Some critics see echoes of the old “embrace, extend, extinguish” playbook. Microsoft has not killed open source, but it has extended it into its ecosystem, making it hard to leave. Companies that adopt Azure DevOps, GitHub Actions, and Azure Active Directory benefit from deep integration, but they also become more locked into the Microsoft cloud. And when Microsoft open-sourced the open-source .NET platform but kept the high-margin Visual Studio IDE proprietary, it captured a massive community of C# developers while still monetizing the tooling.
The OMI Saga
In 2021, the security community unearthed a series of critical vulnerabilities in Open Management Infrastructure (OMI), a Microsoft-developed open source agent silently embedded in Azure services and even on some Linux distributions. The saga highlighted a darker side: Microsoft leveraged open source code widely, but delayed patching and transparency when bugs emerged. The incident soured some Linux administrators who felt they were unwittingly running Microsoft code with insufficient oversight.

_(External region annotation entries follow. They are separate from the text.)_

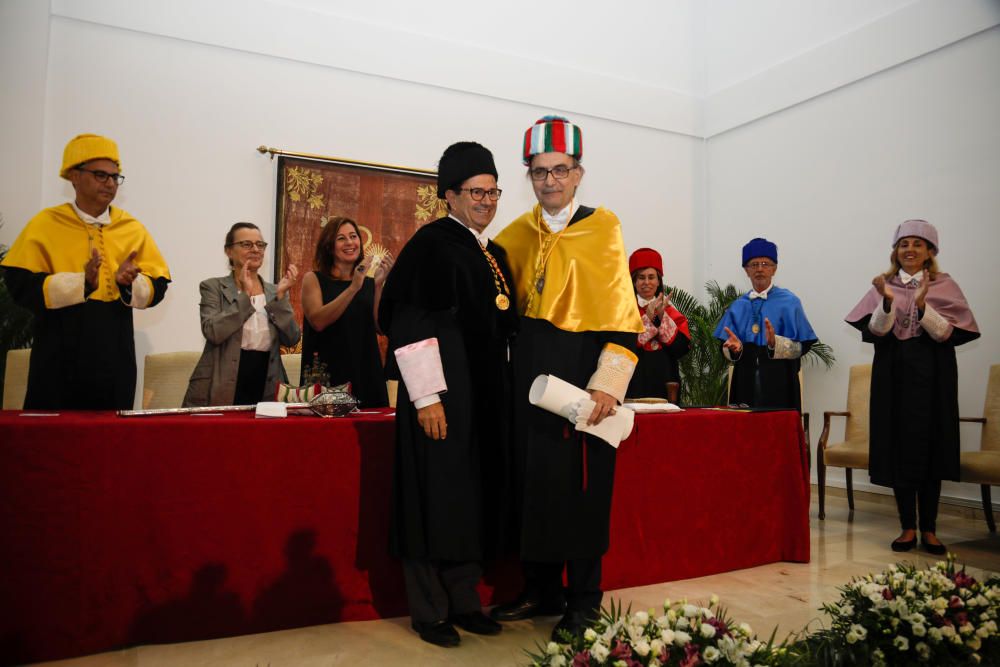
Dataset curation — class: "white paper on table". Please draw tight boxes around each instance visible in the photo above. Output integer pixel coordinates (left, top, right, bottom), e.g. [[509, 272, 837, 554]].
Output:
[[528, 375, 635, 449], [254, 401, 288, 419], [625, 402, 684, 412]]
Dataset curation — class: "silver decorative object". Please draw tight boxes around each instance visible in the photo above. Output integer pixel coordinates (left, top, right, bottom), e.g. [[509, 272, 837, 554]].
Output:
[[309, 387, 358, 417]]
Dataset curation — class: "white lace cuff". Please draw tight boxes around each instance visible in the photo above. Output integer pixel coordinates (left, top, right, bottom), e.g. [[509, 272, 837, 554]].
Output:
[[587, 343, 639, 403], [395, 338, 448, 405], [868, 301, 896, 336], [42, 272, 87, 309], [659, 313, 677, 345], [413, 394, 441, 410], [128, 273, 153, 310], [771, 335, 802, 359], [920, 304, 954, 343]]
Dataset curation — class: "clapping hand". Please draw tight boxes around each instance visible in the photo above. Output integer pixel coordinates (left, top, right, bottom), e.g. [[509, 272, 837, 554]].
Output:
[[351, 257, 373, 292], [872, 273, 894, 304], [375, 253, 393, 285], [278, 264, 299, 299], [83, 248, 102, 290], [764, 317, 774, 350], [722, 327, 743, 354], [240, 262, 264, 296], [114, 250, 141, 285]]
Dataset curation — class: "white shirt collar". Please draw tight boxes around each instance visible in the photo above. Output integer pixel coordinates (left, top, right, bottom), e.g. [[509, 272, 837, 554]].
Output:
[[542, 197, 580, 232], [69, 201, 111, 227], [448, 213, 490, 248]]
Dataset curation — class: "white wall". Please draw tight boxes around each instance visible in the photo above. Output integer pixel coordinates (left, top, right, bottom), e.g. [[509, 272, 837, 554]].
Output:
[[0, 0, 1000, 506], [706, 28, 1000, 499], [0, 11, 701, 408]]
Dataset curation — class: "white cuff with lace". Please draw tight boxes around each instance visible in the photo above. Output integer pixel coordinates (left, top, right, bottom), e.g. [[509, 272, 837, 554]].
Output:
[[587, 343, 639, 403], [868, 301, 896, 336], [771, 335, 802, 359], [920, 304, 955, 343], [394, 338, 448, 408]]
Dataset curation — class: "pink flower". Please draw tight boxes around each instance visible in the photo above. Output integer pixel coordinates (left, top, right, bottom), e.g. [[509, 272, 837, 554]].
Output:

The Windows Enthusiast’s Dilemma
For devoted Windows users and IT pros, the open source shift is mostly positive. WSL 2 is a genuine superpower, allowing them to run Ubuntu, Debian, or custom distros with full systemd support alongside Windows apps. Windows Terminal is arguably the best terminal emulator on any platform. And the fact that Microsoft contributes to the Linux kernel means that Windows-native hypervisors like Hyper-V perform better with guest Linux VMs.
But there is an underlying tension. The Windows desktop experience is becoming increasingly locked down, with mandatory Microsoft accounts, hardware TPM requirements, and gradual erosion of local account options. The same company that gives away VS Code for free also serves up ads in the Start menu and collects telemetry that privacy-conscious users find invasive. And while Microsoft champions open source development, the code that runs Windows Search, the Windows Update engine, and the Windows Security model remains a black box.
The Community’s Verdict: Cautious Optimism
Developer and IT communities have largely embraced Microsoft’s tools while maintaining a healthy skepticism. GitHub stars and VS Code extension downloads speak to adoption; debates on Reddit and Hacker News reflect the ongoing wariness. Many point out that Microsoft’s open source tendencies are purely transactional. You get a great set of tools in exchange for your telemetry and, eventually, your Azure subscription.
And yet, that transaction is delivering real value. The .NET Foundation has produced mature, enterprise-grade frameworks that rival or surpass those from Oracle and Red Hat. Azure Kubernetes Service is a leading managed Kubernetes platform, built on a foundation of open source projects. Microsoft’s acquisition of GitHub has not destroyed the platform; it has instead poured resources into improving it, including making infrastructure contributions to all repositories through the GitHub Archive Program.
What’s Next: Open or Closed, the Strategy Continues
Microsoft’s open source arc is not yet complete. The company continues to release tools like Microsoft Dev Box (cloud-based developer workstations) and improve WSL with features like Linux GUI app support and USB device passthrough. The Windows Subsystem for Android, while not open source, shows how Microsoft is willing to incorporate an entire Linux-based runtime (Android uses a Linux kernel) to enrich Windows.
On the flip side, the push for AI integration in Windows – through Copilot, Recall, and cloud-based AI features – will likely remain proprietary, and may deepen the data collection many users resent. The tension between open source collaboration and proprietary platform lock-in will only intensify.
For Windows enthusiasts, the bottom line is this: enjoy the fruits of Microsoft’s open source strategy – the remarkable developer tools, the Linux kernel inside your OS, the sense that Windows is finally part of the broader software community – but keep your eyes open. The asterisk isn’t going anywhere. It’s the fine print of a pragmatic, profit-driven conversion that has, so far, made Windows a much better place to code and compute.